Whether realistic or not, the Navy will first have to choose between Boeing, Lockheed Martin, and Northrop Grumman, which are currently in competition to provide the F/A-XX. Franchetti said that the service is now in the process of selecting which design to pursue. Meanwhile, it is understood that just Boeing and Lockheed Martin are perusing the USAF’s manned NGAD fighter tender, with Northrop Grumman dropping out of the competition in part to focus on the Navy’s program.
It was always considered likely that the F/A-XX would share a powerplant with the Air Force NGAD, using technology being developed under the Next Generation Adaptive Propulsion (NGAP) program. With that in mind, it’s possible that the Air Force reducing the goals of the NGAP program — in line with reductions in performance targets — could have a knock-on effect on the capabilities of the Navy’s NGAD fighter. Whether the Navy would be willing to take a performance hit on its fighter if it meant saving a lot of money, both in development costs and eventual production expenditures, is unclear.
Aside from the cost factor now impacting decisions on the future of the Air Force NGAD program, there are increasing signs that the service is also reconsidering whether the crewed fighter concept, as understood up to now, is actually the best to meet emerging threats.
As far as we know, however, the Navy still expects its F/A-XX and its accompanying drones to replace its F/A-18E/F Super Hornet multirole fighters as well as its EA-18G Growler electronic attack jet, all part of reshaping a carrier air wing that could eventually feature as much as two-thirds uncrewed aircraft.
Intriguingly, however, Franchetti said that, while it’s important that the Navy and Air Force NGAD programs are aligned to some degree, this wasn’t the most critical factor in the Navy’s F/A-XX efforts.

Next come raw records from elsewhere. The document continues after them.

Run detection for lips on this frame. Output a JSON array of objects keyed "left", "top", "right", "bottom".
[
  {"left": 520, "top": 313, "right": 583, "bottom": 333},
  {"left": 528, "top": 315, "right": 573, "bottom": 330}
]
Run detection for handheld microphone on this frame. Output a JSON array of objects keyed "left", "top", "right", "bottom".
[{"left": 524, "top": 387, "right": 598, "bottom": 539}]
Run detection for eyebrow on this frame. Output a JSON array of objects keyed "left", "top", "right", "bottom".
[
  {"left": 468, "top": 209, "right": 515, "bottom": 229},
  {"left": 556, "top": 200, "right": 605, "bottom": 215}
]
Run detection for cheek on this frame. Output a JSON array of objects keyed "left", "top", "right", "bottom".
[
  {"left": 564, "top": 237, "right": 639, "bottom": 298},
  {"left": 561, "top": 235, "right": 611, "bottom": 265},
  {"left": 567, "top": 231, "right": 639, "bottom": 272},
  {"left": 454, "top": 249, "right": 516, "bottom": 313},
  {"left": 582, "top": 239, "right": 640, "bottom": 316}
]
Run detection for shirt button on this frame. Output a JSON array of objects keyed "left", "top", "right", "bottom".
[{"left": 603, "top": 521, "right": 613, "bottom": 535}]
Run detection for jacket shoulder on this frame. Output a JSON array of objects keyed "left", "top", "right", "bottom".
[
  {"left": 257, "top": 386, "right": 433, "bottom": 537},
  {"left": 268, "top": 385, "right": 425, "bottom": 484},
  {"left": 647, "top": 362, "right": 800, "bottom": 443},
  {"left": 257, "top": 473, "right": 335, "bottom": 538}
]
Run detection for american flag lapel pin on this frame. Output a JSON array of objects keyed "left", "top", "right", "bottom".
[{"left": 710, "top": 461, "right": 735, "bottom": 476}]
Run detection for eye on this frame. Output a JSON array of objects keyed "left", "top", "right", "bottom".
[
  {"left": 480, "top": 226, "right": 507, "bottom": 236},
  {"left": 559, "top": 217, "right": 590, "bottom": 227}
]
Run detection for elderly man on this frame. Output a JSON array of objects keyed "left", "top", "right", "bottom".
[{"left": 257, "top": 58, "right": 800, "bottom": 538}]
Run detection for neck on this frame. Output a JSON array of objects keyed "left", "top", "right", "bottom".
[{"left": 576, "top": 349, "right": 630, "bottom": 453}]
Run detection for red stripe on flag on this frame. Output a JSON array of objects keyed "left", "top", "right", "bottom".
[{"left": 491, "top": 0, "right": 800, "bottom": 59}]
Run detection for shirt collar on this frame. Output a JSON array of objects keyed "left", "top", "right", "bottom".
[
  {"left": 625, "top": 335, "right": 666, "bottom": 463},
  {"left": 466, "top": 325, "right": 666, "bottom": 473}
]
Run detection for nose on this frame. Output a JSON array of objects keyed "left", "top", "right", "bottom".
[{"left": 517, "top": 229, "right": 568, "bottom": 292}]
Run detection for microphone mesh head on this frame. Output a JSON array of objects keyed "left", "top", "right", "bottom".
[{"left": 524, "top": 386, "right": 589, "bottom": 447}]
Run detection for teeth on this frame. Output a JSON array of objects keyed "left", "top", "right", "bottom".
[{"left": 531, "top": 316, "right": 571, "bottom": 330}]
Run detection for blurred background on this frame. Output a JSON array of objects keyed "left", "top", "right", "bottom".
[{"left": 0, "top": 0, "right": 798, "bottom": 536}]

Making an effort to distance F/A-XX from the current uncertainties around the Air Force’s NGAD is perhaps understandable, considering the pause on the latter program.
The Navy should have a much better idea of how the Air Force’s potential overhaul of its NGAD affects its program of the same name once the flying branch makes a decision on the path it wants to take for its sixth-generation fighter initiative. Such a decision is due to be made in the next few months.
The Air Force has reiterated that it is committed to having a crewed stealth fighter at the heart of the wider NGAD initiative and that it will have a human pilot to start with, although an optionally crewed version might ultimately be developed too.
“I’m absolutely confident we’re still going to do a sixth-generation crewed aircraft,” Secretary of the Air Force Frank Kendall said in July of this year.
Even if the Air Force NGAD effort ends up taking a radically different approach to meeting the service’s future air combat requirements, that also doesn’t mean that the Navy will not be able to benefit from technologies and concepts spun off from that program or run collaboratively.
“I think more broadly, as all the services work together to make sure that they have complementary capability, ‘Where can we learn from each other?’” Franchetti asked. “Where can we leverage that learning so you can be more common in the future?”
While the Air Force NGAD initiative has been characterized by its secrecy, the equivalent Navy sixth-generation fighter program has been proceeding, if anything, even more in the shadows. It remains to be seen to what degree the pause on the Air Force program will affect the F/A-XX, but the release of any new details about the programs at this critical stage is of great interest, to say the least.